Como todos los príncipes
de la época, el “Viejo de la Montaña” instaló su sede en una fortaleza prácticamente inexpugnable, desde donde fue fundando una cadena de colonias de parecidas
características. Siempre sobre montañas poco accesibles, encerradas entre murallas y torres, con valles y arroyos cercanos
de vegetación exuberante. Señor de una veintena de castillos, Hassan convirtió el de Massiat, en el Líbano, su capital. Desde
ahí reinaba con autoridad y con una interpretación heterodoxa del Islam, sin detenerse ante ninguna frontera humana o divina.
En el epicentro de
este foco de bastiones de la cordillera del Líbano destacaba este nido de águilas próximo a la ciudad de Trípoli. Especialmente
protegido por la naturaleza, la ciudadela estaba aislada al norte por otros picachos
coronados de fortalezas; al este, el litoral mediterráneo, con una sucesión de acantilados también cerraba el paso; el oeste
se defendía con una barrera de precipicios infranqueables; en el sur corría el famoso río Adonis. Corriente sagrada de la
antigüedad para los pueblos de la raza púnica, que aún conservaban celosamente sus cultos a Baal, que el “Viejo de la Montaña”
introdujo en los misterios de sus logias. De aquellas antiguas costumbres y de ritos y tradiciones dionisíacas, rescataría,
para el uso iniciático, el haschís, las bebidas alcohólicas y la práctica de
la sexualidad mágica. Crearon ambientes exóticos en medio de la naturaleza; edificaron palacetes y quioscos donde se servían
toda clase de manjares y frutas; fuentes de las que manaban no sólo aguas cristalinas sino también leche e hidromiel y todo
esto mientras atractivas mujeres expertas en el arte del amor y el placer atendían y proporcionaban todo tipo de bendiciones.
Todo aquello debía ser algo similar al Paraíso al que accederían los leales.
“Hashisiyun” o asesinos, es de la planta del haschís,
de donde tomaron su nombre. Poseyeron recetas de antiguos alquimistas de los templos religiosos del Baal. Expertos en la mezcla
de los ingredientes extraídos del grano del cáñamo, el vino y el opio, y que se habían mantenido en el seno de ciertas minorías
de Oriente hasta la Edad Media. En algunos de sus ritos iniciáticos, ingerían este tipo de narcóticos para alcanzar un estado
de consciencia e irrealidad, en medio de ese vergel repleto de goces soñados por la mente humana. Ahí las imágenes de la mente
se agrandaban y la brisa se deslizaba entre la música celestial y las mujeres se convertían en princesas con mantos de seda,
en “huris” del Edén. Dentro del torbellino que hacían estallar en su interior las combinaciones de vino, opio
y haschís, los cuerpos femeninos que poseían los discípulos del “Viejo de la
Montaña”, multiplicaban su sensación de placer. Era ciertamente la antesala del Paraíso. Y por ello entregarían
su vida mortal.
“Los bienes del pecador están reservados al justo”,
el botín terrenal es un magnífico complemento de la gloria de ultratumba. Si bien los escritores islámicos decían que el “Viejo de la Montaña” y sus seguidores eran herejes extraviados, no le
faltaban a este seguidores. La muerte en combate, favorecida por las tradiciones islámicas, era otro mérito que se alababa
a los ojos de sus seguidores, mientras que anticipaba grandes castigos para quienes murieran en el lecho de sus casas. Los
“asesinos” eran ejercitados en la gimnasia, el ejercicio físico y el arte marcial.

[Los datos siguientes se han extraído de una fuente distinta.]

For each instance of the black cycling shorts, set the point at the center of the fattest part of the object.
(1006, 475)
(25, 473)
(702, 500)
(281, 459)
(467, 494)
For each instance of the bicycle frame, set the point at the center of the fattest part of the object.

Adoctrinados igualmente en el aprendizaje de idiomas, viajaban a través de otras tierras donde eran domiciliados sin
levantar sospechas ni llamar la atención de los naturales. Allí permanecían “dormidos” hasta que les señalaran
las víctimas. Entonces, amparados en el anonimato, vigilaban cada uno de sus movimientos hasta que de improviso caían sobre
ellos con sus puñales en alto. Atacaban dos o tres “asesinos” a la vez con sus aceros, para no dar oportunidad
de defensa a quienes habían sido sentenciados a muerte por el “Viejo de la Montaña”.